Il y a deux semaines, le Dr Bruno Hammel, généraliste près de Périgueux, a été élu à la tête du conseil de l’Ordre des médecins de Dordogne. Une prise de poste qui est intervenue dans un contexte de grogne locale autour de son prédécesseur démissionnaire, le Dr Denis Marty, accusé par certains confrères d’avoir rédigé un édito « pro-Raoult ».
En novembre dernier, dans le bulletin de l’Ordre des médecins périgourdins, le Dr Marty – président du CDOM depuis 2021 – avait publié un éditorial critique envers la gestion du Covid, introduit par une citation du célèbre infectiologue marseillais : « Pour rejoindre le troupeau, pas besoin de cerveau, les jambes suffisent. »
Mais cet édito, « publié sans notre avis, n’a pas été partagé par l’ensemble des conseillers ordinaux qui lui reprochaient de ne pas tenir compte de l’avis ordinal général », se souvient le Dr Hammel, contacté par « Le Quotidien ». À la lecture du bulletin, le généraliste s’est dit « contrarié », à la fois par la démarche « de cavalier seul » de son confrère, mais aussi sur le fond « car en citant le Pr Raoult, il se place dans la polémique, c'est un personnage condamné par l’institution ordinale ».
La médecine comme un art ?
Face à la fronde de certains médecins, le Dr Marty décide alors de démissionner. « C’était un choix qui n'appartenait qu’à lui, il n’y a pas eu de demande de la part de qui que ce soit », assure son successeur.
Dans son texte engagé, le Dr Denis Marty critiquait notamment « l’atteinte à la liberté de prescription » émanant, selon lui, des autorités pendant la pandémie. Le généraliste regrettait que « les modélisations mathématiques (aient) pris le pas sur les observations scientifiques tirées de la réalité tangible » et que « certaines démarches de soins fondées sur l’expérience et le suivi des patients (aient) été discréditées ». Denis Marty – qui ne cite aucun médicament – mettait en avant sa propre vision de la médecine, une pratique qui se rapprocherait de l'art. Et de lancer que « l’épistémologie nous apprend que le processus d’innovation est le plus souvent incompatible avec la règle ».
Une vision révolue de la médecine
En filigrane, « c’est une critique de certaines professions médicales comme les épidémiologistes ou les médecins de santé publique », déplore le Dr Hammel. Pour le nouveau président de l'Ordre départemental, l’édito fait « l’apologie d’une médecine qui n’est plus de mise, qui ne correspond plus au besoin de la population et laisse sur le carreau trop de Français », fait-il savoir. Une vision de la médecine révolue, voire passéiste, « qui consiste à dire que l’on n’a pas besoin de l'avis des épidémiologistes, que c’est comme le médecin le ressent, au chevet de son malade… », détaille encore le Dr Hammel, qui souhaite plutôt promouvoir « une médecine basée sur les preuves ».
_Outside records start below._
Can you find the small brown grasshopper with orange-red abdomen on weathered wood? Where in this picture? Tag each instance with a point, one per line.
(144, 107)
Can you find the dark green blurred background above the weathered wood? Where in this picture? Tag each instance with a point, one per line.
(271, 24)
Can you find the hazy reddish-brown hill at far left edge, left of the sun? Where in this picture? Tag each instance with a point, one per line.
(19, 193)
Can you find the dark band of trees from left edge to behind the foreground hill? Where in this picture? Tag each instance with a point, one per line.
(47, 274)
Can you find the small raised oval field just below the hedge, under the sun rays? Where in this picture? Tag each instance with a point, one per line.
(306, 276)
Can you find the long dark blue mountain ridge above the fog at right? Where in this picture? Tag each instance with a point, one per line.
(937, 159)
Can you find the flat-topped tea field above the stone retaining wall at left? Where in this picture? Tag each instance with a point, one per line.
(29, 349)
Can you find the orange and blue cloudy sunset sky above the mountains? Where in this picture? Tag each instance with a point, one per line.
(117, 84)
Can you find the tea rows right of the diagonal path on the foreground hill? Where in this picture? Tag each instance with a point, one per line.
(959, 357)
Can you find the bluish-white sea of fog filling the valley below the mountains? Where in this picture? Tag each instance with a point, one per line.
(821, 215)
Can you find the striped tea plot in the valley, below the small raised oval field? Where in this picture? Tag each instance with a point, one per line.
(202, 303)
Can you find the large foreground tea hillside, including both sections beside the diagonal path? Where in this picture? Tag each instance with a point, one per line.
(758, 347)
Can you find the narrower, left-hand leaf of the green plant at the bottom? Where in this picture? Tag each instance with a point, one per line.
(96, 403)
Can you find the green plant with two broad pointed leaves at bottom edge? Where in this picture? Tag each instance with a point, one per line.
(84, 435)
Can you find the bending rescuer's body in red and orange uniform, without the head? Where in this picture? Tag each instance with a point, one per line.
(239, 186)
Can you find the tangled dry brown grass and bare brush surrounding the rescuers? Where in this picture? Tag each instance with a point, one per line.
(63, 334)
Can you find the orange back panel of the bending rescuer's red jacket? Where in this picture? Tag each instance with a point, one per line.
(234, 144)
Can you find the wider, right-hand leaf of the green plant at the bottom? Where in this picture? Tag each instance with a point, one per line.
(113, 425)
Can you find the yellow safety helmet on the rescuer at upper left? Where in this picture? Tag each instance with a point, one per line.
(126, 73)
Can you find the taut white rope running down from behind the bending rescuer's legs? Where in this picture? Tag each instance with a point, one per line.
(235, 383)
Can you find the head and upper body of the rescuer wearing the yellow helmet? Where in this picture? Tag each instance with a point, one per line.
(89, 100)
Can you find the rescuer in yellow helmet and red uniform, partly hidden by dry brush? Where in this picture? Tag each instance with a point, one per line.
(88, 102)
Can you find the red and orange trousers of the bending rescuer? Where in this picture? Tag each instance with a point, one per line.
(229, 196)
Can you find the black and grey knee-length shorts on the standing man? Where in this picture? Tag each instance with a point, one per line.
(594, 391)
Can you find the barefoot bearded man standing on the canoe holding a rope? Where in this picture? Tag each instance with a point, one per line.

Et si, pendant la pandémie, « certains médecins étaient persuadés de bien faire » – en prescrivant par exemple de l’ivermectine ou de l’hydroxychloroquine – « c’était uniquement dans leur tête, sans jamais l’ombre d’une preuve scientifique », recadre le généraliste de Périgueux.
Pour Bruno Hammel, cette polémique périgourdine reste toutefois « une tempête dans un verre d’eau », cantonnée au mieux ordinal. « Nos patients ont tellement de difficultés à trouver un médecin que cette affaire-là leur est un peu égale ».